At the age of twenty-six, he walked around with his chest puffed like a marshmallow, bragging about how he had just gotten an American Express card. He explained to me in vivid detail that it was a symbol of solvency. proof that credit was well-established and that the holder of such a piece of plastic was deemed “salt of the earth.”

He also explained in lengthy sentences that because I did not have this endorsement from Amex, that I was devoid of adult worthiness.

It was absolutely horrible.

But s life will often do in its pursuit of ultimately becoming a full-time stand-up comedian, within a decade and a half, the tables shifted. I, for that season, had the money–and the American Express card–and he was unemployed, trying to find a job fixing computer monitors, which had become so reasonable to buy that nobody actually repaired them.

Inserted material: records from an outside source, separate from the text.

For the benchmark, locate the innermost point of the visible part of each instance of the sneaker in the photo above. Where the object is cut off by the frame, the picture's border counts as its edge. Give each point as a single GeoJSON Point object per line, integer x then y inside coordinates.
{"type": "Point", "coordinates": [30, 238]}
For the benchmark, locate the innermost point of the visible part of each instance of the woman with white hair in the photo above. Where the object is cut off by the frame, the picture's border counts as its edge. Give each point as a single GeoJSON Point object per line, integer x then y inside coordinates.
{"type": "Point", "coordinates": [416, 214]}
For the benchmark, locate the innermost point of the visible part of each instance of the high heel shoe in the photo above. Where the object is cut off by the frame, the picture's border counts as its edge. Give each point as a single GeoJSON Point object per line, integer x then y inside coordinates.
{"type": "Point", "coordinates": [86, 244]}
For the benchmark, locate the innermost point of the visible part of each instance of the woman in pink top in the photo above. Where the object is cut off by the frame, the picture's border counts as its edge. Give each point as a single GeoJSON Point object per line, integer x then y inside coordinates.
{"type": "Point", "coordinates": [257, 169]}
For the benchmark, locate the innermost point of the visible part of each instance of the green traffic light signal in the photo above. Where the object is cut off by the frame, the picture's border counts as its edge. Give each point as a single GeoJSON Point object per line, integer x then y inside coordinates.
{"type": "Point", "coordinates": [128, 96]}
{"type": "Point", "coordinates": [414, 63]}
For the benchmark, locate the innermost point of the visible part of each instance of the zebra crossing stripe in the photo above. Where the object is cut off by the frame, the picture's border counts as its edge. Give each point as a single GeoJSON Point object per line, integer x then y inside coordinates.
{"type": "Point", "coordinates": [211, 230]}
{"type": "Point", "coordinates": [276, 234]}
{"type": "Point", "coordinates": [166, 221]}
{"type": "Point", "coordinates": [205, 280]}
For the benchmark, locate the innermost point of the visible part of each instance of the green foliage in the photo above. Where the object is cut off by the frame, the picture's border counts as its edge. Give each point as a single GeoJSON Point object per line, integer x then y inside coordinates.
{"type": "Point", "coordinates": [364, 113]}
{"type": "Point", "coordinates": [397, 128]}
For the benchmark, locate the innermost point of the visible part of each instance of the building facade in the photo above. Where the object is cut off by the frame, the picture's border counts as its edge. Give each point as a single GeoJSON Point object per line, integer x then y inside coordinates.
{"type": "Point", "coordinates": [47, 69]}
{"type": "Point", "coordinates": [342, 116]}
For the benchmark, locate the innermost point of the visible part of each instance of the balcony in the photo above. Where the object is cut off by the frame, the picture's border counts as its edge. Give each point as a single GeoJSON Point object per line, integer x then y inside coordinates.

I think he was prepared for me to leap on the opportunity to rub some of that “salt of the earth” into his wounds, and make him feel terrible, not just for his present situation, but for how he acted so many years earlier.

I didn’t.

It’s not because I’m a great guy. It’s because money comes, money goes and has a notorious reputation for flirting with the cutest person in the room.

So even though I had an American Express card for many years and paid it faithfully, when they discerned that I was no longer worthy of the club, I was ousted without explanation or any chance for objection.

So my basic situation is simple. I not only am not part of the American Express family any more, but must take the drastic and dangerous risk of actually leaving my home without it.